For the thousands of protesters staging their "Orange Revolution," the victories were stacking up. They set up a tent city around Independence Square, prepared to draw crucial world attention with a round-the-clock vigil. They persevered for days in subfreezing temperatures, winning food and medicines from sympathetic citizens throughout the vigil. When about 15,000 Yanukovych supporters turned out, the sheer number of their opponents reportedly awed many of them.

"Most of the people who take part in the demonstration are not aggressive at all," explained Mr. Bespalov, a former Communist youth leader and atheist turned Christian. "There's an atmosphere of joy and hope.
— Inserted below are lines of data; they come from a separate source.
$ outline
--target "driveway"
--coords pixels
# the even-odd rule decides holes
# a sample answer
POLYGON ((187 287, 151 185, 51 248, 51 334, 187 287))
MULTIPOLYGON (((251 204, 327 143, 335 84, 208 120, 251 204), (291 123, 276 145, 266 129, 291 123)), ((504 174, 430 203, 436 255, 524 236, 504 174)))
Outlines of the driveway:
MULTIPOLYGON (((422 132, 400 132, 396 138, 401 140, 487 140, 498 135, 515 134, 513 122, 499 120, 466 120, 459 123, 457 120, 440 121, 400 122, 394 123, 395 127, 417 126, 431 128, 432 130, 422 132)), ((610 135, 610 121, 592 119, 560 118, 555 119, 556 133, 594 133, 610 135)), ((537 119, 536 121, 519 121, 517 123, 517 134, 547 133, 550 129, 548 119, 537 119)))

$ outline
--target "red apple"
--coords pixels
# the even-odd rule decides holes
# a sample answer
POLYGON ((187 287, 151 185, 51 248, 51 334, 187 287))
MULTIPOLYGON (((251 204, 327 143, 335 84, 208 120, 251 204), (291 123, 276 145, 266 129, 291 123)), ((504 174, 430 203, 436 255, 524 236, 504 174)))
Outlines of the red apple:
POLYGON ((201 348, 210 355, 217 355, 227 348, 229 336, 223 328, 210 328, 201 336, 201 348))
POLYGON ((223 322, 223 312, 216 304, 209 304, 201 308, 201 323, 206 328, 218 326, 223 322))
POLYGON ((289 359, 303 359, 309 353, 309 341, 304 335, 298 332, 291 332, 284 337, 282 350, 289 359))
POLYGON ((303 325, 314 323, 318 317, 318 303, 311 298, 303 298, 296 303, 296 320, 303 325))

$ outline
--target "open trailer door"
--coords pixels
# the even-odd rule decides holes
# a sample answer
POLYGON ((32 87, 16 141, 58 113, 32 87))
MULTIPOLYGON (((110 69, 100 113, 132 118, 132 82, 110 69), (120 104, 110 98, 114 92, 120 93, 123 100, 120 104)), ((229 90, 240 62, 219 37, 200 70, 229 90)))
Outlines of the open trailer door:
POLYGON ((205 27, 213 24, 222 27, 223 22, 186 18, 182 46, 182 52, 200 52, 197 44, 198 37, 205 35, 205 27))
I would say if you did not know the reasons for the protest, you would think it is a festival."

Yushchenko supporters were determined to show the best face of nonviolent resistance. Hard drinking was out, a feat in a country ridden with alcoholism, and courteous behavior was in.

Ukraine's mass demonstrations were reminiscent of those across Eastern Europe that brought down the Berlin Wall 15 years ago last month. They mirror those held in Georgia exactly one year ago, when protesters launched a "Rose Revolution" to oust President Eduard Shevardnadze after a fraudulent parliamentary election. In Kiev, some demonstrators carried Georgian flags. The protesters even won approval from veteran democracy fighters Lech Walesa of Poland's Solidarity movement and Czech anti-communist and former president Vaclav Havel.

The election itself saw support for each candidate splitting down the country's middle, with the largely Russian-speaking East and South supporting Mr. Yanukovych and the West and center, including Kiev, backing Mr. Yushchenko. But Serhiy Basarab, a Ukrainian translator with Music Mission, a ministry based in Kiev, said he saw protesters from all over the country. Fundamentally, he explained, Ukrainians are tired of their corrupt, heavy-handed government.

"The basic thing that actually unifies many people is the desire to see officials we can trust and who will inspire us and lead us," he told WORLD. Mr. Basarab and his wife took cold and flu medicines and trash bags to protesters, and wore orange ribbons on their bags in support of Mr. Yushchenko. "There's been a surge of Ukrainian nationalism," said Mr. Basarab, who sang the national anthem and Lord's Prayer with protesters one day. "I would say that this is the true birth of the Ukrainian identity. Ukraine has begun to establish itself as a true country."